Сказал Мъяонель недовольно:
— Где же вы пропадали столько времени? И почему теперь хотите переложить вашу работу на чужие плечи?
Сказала Леди Каскавелла:
— Милорд, целый народ — народ джиннов — сделали мы вашими союзниками, а вы порицаете нас за потерю времени и за безделье! Не оправдывает ли бесчисленная армия могущественных духов, которые выступят вместе с вами против Совета Лордов, нескольких дней нашей задержки?
И не нашел Лорд Мъяонель ничего, что можно было бы возразить на слова этой женщины.
ЖАТВА НЕНАВИСТИ
(история двадцать шестая)
Вскоре после возвращения из Медного Замка, Мъяонель обратился к Яскайлегу и Кемерлину, сказав:
— Я должен провести одну магическую процедуру, и хочу, чтобы вы помогали мне.
— Что нам надлежит сделать? — Спросили дроу.
— Прежде всего вам надлежит отправиться вместе со мной в сердце Безумной Рощи, — ответил Владыка Бреда.
Так они и поступили. Роща открыла потайные пути перед своим повелителем, и вскоре они оказались в ее центре, на высоком холме перед сумрачным замком.

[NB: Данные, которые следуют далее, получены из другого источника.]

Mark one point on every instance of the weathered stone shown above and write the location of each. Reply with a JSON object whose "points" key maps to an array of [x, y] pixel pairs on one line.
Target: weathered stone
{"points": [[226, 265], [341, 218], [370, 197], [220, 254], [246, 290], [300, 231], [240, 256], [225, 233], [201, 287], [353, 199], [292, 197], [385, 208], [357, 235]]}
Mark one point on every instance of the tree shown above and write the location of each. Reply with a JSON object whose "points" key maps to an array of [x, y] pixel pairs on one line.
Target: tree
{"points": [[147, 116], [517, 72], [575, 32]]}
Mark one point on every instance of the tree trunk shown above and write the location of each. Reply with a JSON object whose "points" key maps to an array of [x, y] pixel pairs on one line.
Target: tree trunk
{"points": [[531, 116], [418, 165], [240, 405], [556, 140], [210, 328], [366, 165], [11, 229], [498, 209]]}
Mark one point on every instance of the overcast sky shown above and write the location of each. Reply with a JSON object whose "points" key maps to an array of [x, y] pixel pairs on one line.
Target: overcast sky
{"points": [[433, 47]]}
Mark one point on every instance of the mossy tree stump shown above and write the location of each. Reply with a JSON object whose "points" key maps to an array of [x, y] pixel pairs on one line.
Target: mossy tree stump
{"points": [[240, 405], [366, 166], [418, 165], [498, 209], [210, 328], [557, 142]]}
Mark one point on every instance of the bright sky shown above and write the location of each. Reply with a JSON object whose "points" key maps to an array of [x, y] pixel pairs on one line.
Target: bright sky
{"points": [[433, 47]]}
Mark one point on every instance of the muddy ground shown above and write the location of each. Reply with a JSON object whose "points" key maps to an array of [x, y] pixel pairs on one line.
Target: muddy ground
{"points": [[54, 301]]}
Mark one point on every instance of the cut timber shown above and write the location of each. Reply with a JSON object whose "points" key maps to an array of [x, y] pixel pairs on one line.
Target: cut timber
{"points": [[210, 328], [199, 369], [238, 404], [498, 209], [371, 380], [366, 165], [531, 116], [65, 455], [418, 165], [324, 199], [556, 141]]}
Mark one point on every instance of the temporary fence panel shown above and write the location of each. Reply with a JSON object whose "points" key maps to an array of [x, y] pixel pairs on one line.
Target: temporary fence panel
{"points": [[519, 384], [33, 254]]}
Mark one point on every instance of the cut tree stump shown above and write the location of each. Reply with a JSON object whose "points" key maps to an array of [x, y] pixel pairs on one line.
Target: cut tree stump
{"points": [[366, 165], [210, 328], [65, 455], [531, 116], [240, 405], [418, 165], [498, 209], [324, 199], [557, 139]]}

А следует сказать, что, восстановив Рощу, Мъяонель вскоре после того создал себе замок, вызвав из податливой материи Бреда разжиженный камень и придав ему желаемую форму, а потом убрав из этого камня все свойства, делающие его жидким.
Вокруг пришедших на холм колыхались бесцветно-черные деревья, и движения их были подобны движению пламени. Сила ощущалась здесь повсюду, и эта Сила пульсировала — безумием, пением, неотвратимым ритмом проникая в разумы Яскайлега и Кемерлина, как бы они не пытались оградиться от нее, не слышать музыки, проникающей в Сущее из Царства Бреда, не ощущать тяжелого дыхания этого Царства. Руководствуясь какими-то своими причинами (если у его действий вообще были какие-то причины — а в этом в разное время сомневались многие, общавшиеся с ним), на этот раз Мъяонель не защитил своих спутников, как то бывало обычно, когда он хотел взять кого-нибудь в свой замок, от пагубного воздействия Силы. И окажись в сердцевине Безумной Рощи какие-либо иные существа, не столь искушенные в волшебстве, как дроу — без труда царившая здесь Сила смогла бы найти путь в их умы и души, и изменила бы их так, как изменяла все, с чем соприкасалась. Но дроу — сами великие мастера чар и магии, и на пути Безумия они возводили искусные барьеры, а когда барьеры рушились, у Яскайлега и Кемерлина уже были готовы новые охранные оболочки.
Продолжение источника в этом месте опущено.